What are you most proud of having been a part of in your current organization?
Riverside Research is a not-for-profit organization, which means that we don’t have owners or shareholders who direct the use of our funds. As a group of technologists and scientists, we choose to reinvest our funds into research and development, solving our customers’ hard problems.
It is very gratifying to ask my customers “what do you need solved?” and then see their response when we offer candidate solutions. There’s a lot of intellectual and personal satisfaction and pride in that.
What has made you successful in your current role?
My current role is dynamic and collaborative. I have the opportunity to work with our internal business units and with our partner companies to develop multifaceted solutions that are the product of many great minds. I love that I get to facilitate teams that combine internal and external ideas to accelerate what we can do for our nation, and bring new methods and techniques to the fight.

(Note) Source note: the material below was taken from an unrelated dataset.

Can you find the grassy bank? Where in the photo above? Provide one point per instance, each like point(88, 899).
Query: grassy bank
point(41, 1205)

One thing that really makes this possible is a scientific or academic mindset – of “open innovation.” I encourage my teams to look into and partner with academia, government and industry to find novel ideas, because collaborating with these folks often leads to true value for our customers.
This commitment to open innovation – both from myself and my team members – makes us successful.
What’s your best advice for aspiring leaders who want to follow in your footsteps?
I see it happen all the time… people get obsessed with success. I think the best advice I have for aspiring leaders is this: do not be afraid of failure. Every failure is an opportunity to learn about yourself, your leadership strengths and weaknesses, and pitfalls in your processes. Own this and use it to your advantage.
If you’re obsessed with success, you’ll start avoiding risks, but if you’re not making mistakes, you’re not working closely enough to the edge of your potential. I often remind myself that those moments when I’m out of my comfort zone, I’m growing the most.
What was a turning point or inflection point in your career?
I spent more than 20 years in the U.S. Air Force, and I’ve now been with Riverside Research for more than 15 years. Moving from military to industry was a major turning point in my career, but my mission stayed the same: improving the use of new and diverse intelligence sources that empower decision makers with better information.
Having a purpose like that is powerful — it has continued to drive me every day. Focusing on the mission rather than the surrounding circumstances is how I navigate through inevitable transitions in life and in work.
If I lose focus, I remind myself why I do what I do. The work we do in our community protects our warfighters and makes our nation stronger, and that’s really powerful motivation that helps me focus through noise.
Change is constant, both in our work and personal lives. Our company has experienced significant growth over the past few years. My background prepared me to adapt, adopt and focus on the mission, leading to continuous improvement.